Ela vestia roupas simples, com manchas de tinta tanto nas roupas quanto no rosto.
Comparada com a jovem à sua frente, parecia um pouco desleixada.
No entanto, seu olhar transmitia uma independência inabalável e uma certa acidez única.
O carisma de Zenobia, mesmo sem muitas palavras, era notório; um simples olhar seu superava em muito o daquela garota.
“Não precisa, alguém já vem me buscar.”
Ela falou de forma apática.
Na verdade, já estava exausta; não queria conversar com ninguém, só queria encontrar um lugar à sombra para sentar em silêncio e esperar Gildo chegar.
No entanto, aquela garota insistia em não se dar por satisfeita. Por que, mesmo com apenas vinte anos, ela parecia menos jovem do que Zenobia, que era viúva?
“Zenobia, eu sei que alguém vem te buscar, também sei que você ficou viúva. Você foi casada com um cara rico, andava de carrão, mas agora, sem o marido, não pode mais, não é? Por que você não vai no carro da minha família? Nosso carro custou centenas de milhares de reais, também é um carrão.”

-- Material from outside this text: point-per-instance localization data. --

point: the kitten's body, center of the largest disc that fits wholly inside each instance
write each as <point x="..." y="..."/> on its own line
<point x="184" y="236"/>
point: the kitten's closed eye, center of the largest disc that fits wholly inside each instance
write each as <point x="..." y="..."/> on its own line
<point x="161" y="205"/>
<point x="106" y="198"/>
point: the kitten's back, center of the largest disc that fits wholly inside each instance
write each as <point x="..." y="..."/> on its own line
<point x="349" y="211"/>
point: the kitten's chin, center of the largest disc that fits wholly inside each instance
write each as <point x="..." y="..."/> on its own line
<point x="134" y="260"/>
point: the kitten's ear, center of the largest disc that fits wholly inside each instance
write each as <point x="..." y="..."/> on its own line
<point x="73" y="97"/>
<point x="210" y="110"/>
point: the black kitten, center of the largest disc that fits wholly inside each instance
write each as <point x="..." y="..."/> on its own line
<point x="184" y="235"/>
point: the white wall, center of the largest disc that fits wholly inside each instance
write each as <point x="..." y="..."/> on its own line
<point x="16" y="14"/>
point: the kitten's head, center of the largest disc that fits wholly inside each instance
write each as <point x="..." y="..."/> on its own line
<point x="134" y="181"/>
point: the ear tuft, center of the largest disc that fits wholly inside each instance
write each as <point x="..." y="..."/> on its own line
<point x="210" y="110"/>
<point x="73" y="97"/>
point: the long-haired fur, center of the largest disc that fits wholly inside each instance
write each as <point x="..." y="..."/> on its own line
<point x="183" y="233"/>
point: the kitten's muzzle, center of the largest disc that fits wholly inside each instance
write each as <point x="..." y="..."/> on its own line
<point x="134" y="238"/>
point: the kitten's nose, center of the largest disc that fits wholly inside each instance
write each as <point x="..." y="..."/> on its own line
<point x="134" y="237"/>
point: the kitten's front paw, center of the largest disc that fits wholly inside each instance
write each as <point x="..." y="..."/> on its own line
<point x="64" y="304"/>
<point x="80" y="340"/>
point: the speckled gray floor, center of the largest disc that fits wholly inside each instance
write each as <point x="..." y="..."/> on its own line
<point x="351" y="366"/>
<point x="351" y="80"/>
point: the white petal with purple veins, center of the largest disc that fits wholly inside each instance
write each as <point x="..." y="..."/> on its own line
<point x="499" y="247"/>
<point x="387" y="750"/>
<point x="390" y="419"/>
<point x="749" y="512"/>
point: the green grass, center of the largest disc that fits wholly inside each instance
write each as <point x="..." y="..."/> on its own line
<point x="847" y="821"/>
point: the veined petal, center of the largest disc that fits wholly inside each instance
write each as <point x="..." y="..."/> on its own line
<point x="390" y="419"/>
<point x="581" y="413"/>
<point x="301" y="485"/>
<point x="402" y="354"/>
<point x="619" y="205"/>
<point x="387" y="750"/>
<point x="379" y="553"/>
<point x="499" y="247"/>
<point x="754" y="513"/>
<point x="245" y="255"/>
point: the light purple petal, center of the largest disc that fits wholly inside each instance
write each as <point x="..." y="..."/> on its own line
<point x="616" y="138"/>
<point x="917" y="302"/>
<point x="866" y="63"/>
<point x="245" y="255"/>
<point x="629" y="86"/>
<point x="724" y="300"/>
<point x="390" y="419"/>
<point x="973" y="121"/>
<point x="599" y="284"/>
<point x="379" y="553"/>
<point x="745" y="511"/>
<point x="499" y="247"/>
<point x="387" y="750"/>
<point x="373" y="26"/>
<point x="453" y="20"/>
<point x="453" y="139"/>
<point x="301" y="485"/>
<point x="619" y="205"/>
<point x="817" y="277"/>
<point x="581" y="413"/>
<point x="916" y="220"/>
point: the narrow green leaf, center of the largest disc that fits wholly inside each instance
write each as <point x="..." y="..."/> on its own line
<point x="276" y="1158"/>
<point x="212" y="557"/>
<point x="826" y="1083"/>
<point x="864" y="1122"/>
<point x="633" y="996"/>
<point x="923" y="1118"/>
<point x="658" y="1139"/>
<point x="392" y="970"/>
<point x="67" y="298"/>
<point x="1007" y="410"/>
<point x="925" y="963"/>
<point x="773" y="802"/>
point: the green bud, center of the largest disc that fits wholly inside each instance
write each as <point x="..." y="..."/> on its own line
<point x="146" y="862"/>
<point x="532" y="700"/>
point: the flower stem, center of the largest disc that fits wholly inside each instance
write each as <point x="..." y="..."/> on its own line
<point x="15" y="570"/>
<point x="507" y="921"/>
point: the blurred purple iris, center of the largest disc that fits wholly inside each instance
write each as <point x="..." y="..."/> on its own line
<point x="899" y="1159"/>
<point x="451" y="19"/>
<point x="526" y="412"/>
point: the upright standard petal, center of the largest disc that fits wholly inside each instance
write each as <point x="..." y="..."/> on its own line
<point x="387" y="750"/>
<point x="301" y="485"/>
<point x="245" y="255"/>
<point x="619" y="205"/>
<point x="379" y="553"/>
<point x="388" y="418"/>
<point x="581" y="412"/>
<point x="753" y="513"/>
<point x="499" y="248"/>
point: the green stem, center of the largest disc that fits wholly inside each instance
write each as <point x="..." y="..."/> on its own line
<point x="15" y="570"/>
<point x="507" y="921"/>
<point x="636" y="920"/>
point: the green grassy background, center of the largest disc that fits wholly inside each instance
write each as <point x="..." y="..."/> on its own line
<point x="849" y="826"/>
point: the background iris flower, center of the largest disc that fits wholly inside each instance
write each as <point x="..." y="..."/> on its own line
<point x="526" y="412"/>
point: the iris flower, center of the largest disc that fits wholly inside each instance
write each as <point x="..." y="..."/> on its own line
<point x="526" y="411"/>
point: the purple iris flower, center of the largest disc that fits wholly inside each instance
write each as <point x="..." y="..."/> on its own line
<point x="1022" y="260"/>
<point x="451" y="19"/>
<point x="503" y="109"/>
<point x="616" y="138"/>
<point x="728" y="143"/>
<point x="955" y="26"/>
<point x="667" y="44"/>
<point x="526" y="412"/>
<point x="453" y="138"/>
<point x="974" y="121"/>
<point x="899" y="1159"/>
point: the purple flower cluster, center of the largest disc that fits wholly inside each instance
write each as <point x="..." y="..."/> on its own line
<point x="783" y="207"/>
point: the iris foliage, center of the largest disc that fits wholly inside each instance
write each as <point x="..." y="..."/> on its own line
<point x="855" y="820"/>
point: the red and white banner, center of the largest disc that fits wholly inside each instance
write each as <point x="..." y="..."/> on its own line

Zenobia franziu levemente as sobrancelhas; se tivesse energia, gastaria toda ela em seus grafites.
Mas agora lhe faltava forças, e a garota arrogante à sua frente não era uma de suas pinturas.
Ela desviou o olhar, sem sequer querer lhe dirigir os olhos.
Melinda, interpretando o silêncio de Zenobia como indignação, interveio em defesa dela.
“Alana Botafogo! Será que você pode agir normalmente? Só quer mostrar que tem motorista, que tem um carro caro para te buscar? Que coisa ridícula, como se ninguém mais tivesse!”
Melinda realmente não queria competir com Alana nessas coisas, mas aquela garota era insuportável.
Se tinha alguma vantagem, fazia questão de exibir tudo.
Hoje em dia, em Rio Dourado, qualquer um que se encontre na rua tem grande chance de possuir um carro de centenas de milhares de reais.
Gildo era mesmo pontual.
Se prometera chegar às cinco e vinte, não seria às cinco e vinte e um.
Ao lembrar de Gildo, o cansaço de Zenobia desapareceu quase por completo.
Ela se levantou, um pouco ansiosa, e caminhou até a beira da rua.
Alana sorriu com presunção: “Zenobia, está querendo relembrar a sensação de andar de carrão? Você só tem essa chance porque me encontrou, fui boazinha em oferecer o motorista. Vamos lá.”
Por fim, Alana disse de maneira displicente, chamando alguns colegas que iriam pegar carona.
O BMW parou ao lado de Alana, e o motorista, muito respeitoso, desceu do carro: “Podem embarcar.”
Alana sentou-se no banco do passageiro e apontou para o banco de trás, que não era tão espaçoso: “Vocês duas vão atrás com a Zenobia, se apertem um pouco.”
As outras duas entraram no carro, mas Zenobia permaneceu imóvel no mesmo lugar.